Komisi Pemilihan Umum (KPU) menegaskan bahwa calon kepala daerah yang menyandang status tersangka tetap akan dilantik jika memenangkan Pilkada. Pernyataan ini disampaikan Ketua KPU Mochammad Afifuddin seusai konferensi pers di Jakarta pada Senin (25/11/2024).
Banuaterkini.com, JAKARTA - Menurut Mochammad Afifuddin, seorang tersangka akan tetap dilakntik apabila dia memenangkan kontestasi dalam Pemilihan Kepala Daerah (Pilkada).
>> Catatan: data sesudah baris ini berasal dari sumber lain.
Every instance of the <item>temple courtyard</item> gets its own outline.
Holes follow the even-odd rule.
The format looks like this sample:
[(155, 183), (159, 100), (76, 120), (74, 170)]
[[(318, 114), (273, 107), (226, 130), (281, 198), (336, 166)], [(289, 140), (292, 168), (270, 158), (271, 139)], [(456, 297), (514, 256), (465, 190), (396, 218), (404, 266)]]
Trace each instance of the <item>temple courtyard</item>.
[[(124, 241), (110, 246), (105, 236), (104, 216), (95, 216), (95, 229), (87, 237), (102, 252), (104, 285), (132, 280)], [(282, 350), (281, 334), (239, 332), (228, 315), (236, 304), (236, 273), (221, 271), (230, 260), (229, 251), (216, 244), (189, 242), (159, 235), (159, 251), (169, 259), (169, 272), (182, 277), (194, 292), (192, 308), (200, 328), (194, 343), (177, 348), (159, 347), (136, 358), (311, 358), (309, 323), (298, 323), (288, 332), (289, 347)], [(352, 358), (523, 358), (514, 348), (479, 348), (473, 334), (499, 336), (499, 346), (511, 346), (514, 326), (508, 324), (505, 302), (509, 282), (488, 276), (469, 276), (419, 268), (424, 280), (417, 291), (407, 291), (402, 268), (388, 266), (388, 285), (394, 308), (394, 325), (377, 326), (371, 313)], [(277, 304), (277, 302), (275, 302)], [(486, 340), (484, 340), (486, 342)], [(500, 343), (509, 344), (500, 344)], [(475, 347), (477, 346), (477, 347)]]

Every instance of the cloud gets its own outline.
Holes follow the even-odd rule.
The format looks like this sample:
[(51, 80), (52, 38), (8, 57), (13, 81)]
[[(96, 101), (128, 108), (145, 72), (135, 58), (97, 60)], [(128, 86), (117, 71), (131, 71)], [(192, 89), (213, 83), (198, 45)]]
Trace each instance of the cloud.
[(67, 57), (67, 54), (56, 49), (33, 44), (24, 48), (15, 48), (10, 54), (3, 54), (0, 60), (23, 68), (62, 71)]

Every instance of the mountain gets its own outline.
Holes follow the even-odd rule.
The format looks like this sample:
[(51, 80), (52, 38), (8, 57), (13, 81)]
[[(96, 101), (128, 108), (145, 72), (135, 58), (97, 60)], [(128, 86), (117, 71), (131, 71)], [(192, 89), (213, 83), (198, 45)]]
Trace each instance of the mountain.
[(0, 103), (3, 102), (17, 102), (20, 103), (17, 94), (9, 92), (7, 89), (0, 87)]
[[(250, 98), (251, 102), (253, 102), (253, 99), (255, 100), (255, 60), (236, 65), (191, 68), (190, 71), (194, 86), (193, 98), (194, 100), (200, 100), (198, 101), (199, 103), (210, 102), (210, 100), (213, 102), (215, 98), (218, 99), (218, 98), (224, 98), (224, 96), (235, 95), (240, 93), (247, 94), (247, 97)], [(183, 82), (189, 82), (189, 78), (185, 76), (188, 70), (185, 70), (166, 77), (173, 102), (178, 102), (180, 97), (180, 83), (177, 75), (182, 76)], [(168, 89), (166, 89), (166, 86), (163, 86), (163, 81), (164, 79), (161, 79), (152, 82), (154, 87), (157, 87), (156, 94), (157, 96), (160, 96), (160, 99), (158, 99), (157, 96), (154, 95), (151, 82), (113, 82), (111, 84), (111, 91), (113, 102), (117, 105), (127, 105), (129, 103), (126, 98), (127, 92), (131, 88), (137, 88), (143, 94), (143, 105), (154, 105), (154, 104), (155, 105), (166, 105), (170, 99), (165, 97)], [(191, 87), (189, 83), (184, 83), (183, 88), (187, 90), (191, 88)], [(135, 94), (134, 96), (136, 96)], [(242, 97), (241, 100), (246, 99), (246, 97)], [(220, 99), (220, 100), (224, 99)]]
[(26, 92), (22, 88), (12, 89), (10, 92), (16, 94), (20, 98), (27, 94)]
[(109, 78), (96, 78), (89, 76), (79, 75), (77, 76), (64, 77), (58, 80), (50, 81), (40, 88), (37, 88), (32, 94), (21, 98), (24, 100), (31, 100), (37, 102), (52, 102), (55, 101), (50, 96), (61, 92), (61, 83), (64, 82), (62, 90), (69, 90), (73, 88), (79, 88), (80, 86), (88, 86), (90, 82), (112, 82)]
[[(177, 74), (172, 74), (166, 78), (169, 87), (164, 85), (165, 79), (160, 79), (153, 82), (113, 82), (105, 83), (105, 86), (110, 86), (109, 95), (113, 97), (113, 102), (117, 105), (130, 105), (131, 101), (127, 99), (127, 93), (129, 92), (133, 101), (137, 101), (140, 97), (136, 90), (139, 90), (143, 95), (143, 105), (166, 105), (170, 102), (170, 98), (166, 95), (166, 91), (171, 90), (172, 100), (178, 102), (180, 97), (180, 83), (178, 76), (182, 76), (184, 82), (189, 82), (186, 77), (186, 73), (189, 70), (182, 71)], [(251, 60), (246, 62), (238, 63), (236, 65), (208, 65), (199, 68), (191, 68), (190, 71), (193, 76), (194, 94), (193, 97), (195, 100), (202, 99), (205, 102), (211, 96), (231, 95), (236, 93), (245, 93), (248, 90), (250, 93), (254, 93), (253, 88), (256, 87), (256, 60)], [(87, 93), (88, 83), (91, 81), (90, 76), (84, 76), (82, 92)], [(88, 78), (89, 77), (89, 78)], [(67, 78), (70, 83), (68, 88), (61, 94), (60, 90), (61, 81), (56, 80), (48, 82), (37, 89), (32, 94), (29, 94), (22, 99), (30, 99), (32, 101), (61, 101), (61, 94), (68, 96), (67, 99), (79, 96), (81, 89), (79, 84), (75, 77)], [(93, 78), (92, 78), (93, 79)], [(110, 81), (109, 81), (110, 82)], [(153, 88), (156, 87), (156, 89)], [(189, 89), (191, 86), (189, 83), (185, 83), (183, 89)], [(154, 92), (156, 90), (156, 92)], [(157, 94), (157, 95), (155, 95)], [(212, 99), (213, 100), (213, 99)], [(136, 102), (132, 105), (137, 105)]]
“Pada saat pelantikan, yang bersangkutan tetap akan dilantik,” kata Afifuddin, seperti dikutip dari Tempo.co.
Ia menjelaskan bahwa keputusan ini sesuai dengan Pasal 163 Ayat 6, 7, dan 8 Undang-Undang Pilkada yang mengatur pelantikan calon kepala daerah meskipun memiliki status hukum tertentu, termasuk jika sudah menjadi terpidana melalui putusan pengadilan.
“Kami ingin menegaskan, status hukum itu adalah ranah penegak hukum, bukan domain KPU,” tambahnya.
Afifuddin juga menegaskan bahwa KPU tidak akan melakukan penggantian calon kepala daerah yang terkena kasus hukum, termasuk tersangka, jika insiden tersebut terjadi dalam waktu 29 hari menjelang pemungutan suara.
Aturan ini mengacu pada Pasal 16 Ayat 1 dan 2 serta Pasal 36 Ayat 3 Undang-Undang Pilkada.
“Kalau sudah sedekat ini dengan tanggal pemilihan, kami tidak bisa mengganti calon, meskipun yang bersangkutan ditetapkan sebagai tersangka atau bahkan terpidana,” ujarnya.
Sebagai langkah transparansi, KPU akan mengumumkan status hukum calon kepala daerah kepada pemilih di tempat pemungutan suara (TPS) melalui panitia pemungutan suara (PPS).
Pemilih tetap dapat menjatuhkan suara kepada pasangan calon meski salah satu calonnya meninggal dunia atau memiliki status hukum tersangka. “Dalam kasus seperti itu, suara pemilih tetap dianggap sah,” jelas Afifuddin.
Keputusan KPU ini menjadi sorotan tajam setelah Gubernur Bengkulu, Rohidin Mersyah, terjaring operasi tangkap tangan (OTT) oleh Komisi Pemberantasan Korupsi (KPK) pada Sabtu malam, 23 November 2024.
Rohidin diduga memanfaatkan dana Anggaran Pendapatan dan Belanja Daerah (APBD) Provinsi Bengkulu untuk mendanai kampanye pencalonannya kembali di Pilkada 2024.
Dalam operasi tersebut, KPK menyita uang sekitar Rp 7 miliar dalam berbagai mata uang. Wakil Ketua KPK, Alexander Marwata, menyatakan bahwa Rohidin bersama dua pejabat lain, yakni Sekretaris Daerah Provinsi Bengkulu, Isnan Fajri, dan ajudannya, Evriansyah alias Anca, telah ditetapkan sebagai tersangka.
Ketiganya diduga terlibat dalam tindak pidana korupsi yang terjadi pada periode anggaran 2018-2024.
Keputusan KPU ini memunculkan perdebatan di tengah masyarakat. Beberapa pihak mempertanyakan moralitas dan integritas pemilu jika tersangka atau bahkan terpidana tetap dilantik sebagai kepala daerah.
Namun, KPU berdalih bahwa pelaksanaan pemilu harus tunduk pada payung hukum yang berlaku, di mana proses hukum terhadap calon adalah domain aparat penegak hukum.
Kondisi ini menjadi refleksi penting dalam pelaksanaan Pilkada di Indonesia. Bagaimana integritas calon kepala daerah tetap dijaga tanpa mencederai hak politik mereka?
Di sisi lain, publik berharap regulasi yang lebih tegas untuk mencegah penyalahgunaan wewenang oleh calon kepala daerah yang tersandung kasus hukum.
Dengan gelaran Pilkada yang semakin dekat, masyarakat kini dihadapkan pada dilema besar: memilih pemimpin dengan rekam jejak yang bersih atau menerima aturan yang ada meski terasa kontroversial.